Photo of Coolah main street near sunset January 2020 by Explored Visions by GD on Facebook. Used with permission.

If you have Facebook, check out the wonderful photo essay of Coolah by Explored Visions by GD.   A wonderful selection of photographs of local buildings and landmarks, many with a history attached.  If you are (or were once) a local you might be able to help fill out some uses of the historical buildings Greg Davis has taken photos of, where little is known 🙂

Click HERE to see the Coolah town gallery and check out his other albums on other little towns across Australia.

Coolah Post Office by Explored Visions by GD on Facebook. Taken January 2020. Used with permission.

Coolah, how it all began…

William Lawson and William Cox grazed sheep and cattle in the Coolaburragundy Valley in 1821.  Allan Cunningham crossed Pandora Pass in 1823 opening the way to the Liverpool Plains.   The Limits of Settlement boundary was drawn down the Coolaburragundy River in 1829.  

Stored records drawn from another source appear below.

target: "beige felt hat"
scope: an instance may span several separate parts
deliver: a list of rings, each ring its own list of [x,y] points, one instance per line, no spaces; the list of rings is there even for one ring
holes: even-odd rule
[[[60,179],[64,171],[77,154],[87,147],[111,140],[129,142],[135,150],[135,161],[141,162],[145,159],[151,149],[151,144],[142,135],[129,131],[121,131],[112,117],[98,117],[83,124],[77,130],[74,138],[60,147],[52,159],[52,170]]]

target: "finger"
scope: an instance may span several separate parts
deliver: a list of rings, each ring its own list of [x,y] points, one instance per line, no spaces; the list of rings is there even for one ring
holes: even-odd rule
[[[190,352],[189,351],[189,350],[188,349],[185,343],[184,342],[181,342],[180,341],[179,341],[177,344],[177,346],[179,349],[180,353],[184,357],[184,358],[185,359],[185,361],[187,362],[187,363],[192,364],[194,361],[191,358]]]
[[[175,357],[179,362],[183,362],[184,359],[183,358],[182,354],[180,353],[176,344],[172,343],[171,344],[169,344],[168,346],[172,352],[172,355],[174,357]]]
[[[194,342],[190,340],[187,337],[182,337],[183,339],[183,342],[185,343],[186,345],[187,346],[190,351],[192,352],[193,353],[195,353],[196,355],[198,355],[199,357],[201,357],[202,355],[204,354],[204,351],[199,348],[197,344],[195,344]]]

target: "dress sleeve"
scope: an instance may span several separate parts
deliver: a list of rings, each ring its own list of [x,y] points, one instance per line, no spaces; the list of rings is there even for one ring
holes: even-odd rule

Henry Clarke and Joseph Myers were the first to be granted land near the town, around 1831, which was located on the eastern side of the river, from approximately the Coolah Creek Road to Cooks Lane.  

James McCubbin had huts, an inn, blacksmith and post office in the 1840s where the Motel in Campbell Street is now.   In 1857 he purchased 160 acres, encompassing much of the current township of Coolah) for 16 pounds.  

By 1866 the population of Coolah was 60.  In 1882 the township was surveyed and crown land proclaimed.

The Home of the Black Stump

Coolah lays claim to being the home of the Black Stump, supported by records of the Black Stump Run and Black Stump Creek prior to 1826.  The Limits of Settlement included a boundary along the Black Stump Run and squatters who crossed this line were said to be “beyond the black stump”. 

Tracks to and from Morpeth, Coonamble and Mudgee joined this area and the third owner of the Black Stump Run, John Higgins, established the Black Stump Inn which burned down in 1908.  

Near the site of the old Inn is a modern roadside rest area, complete with a black stump.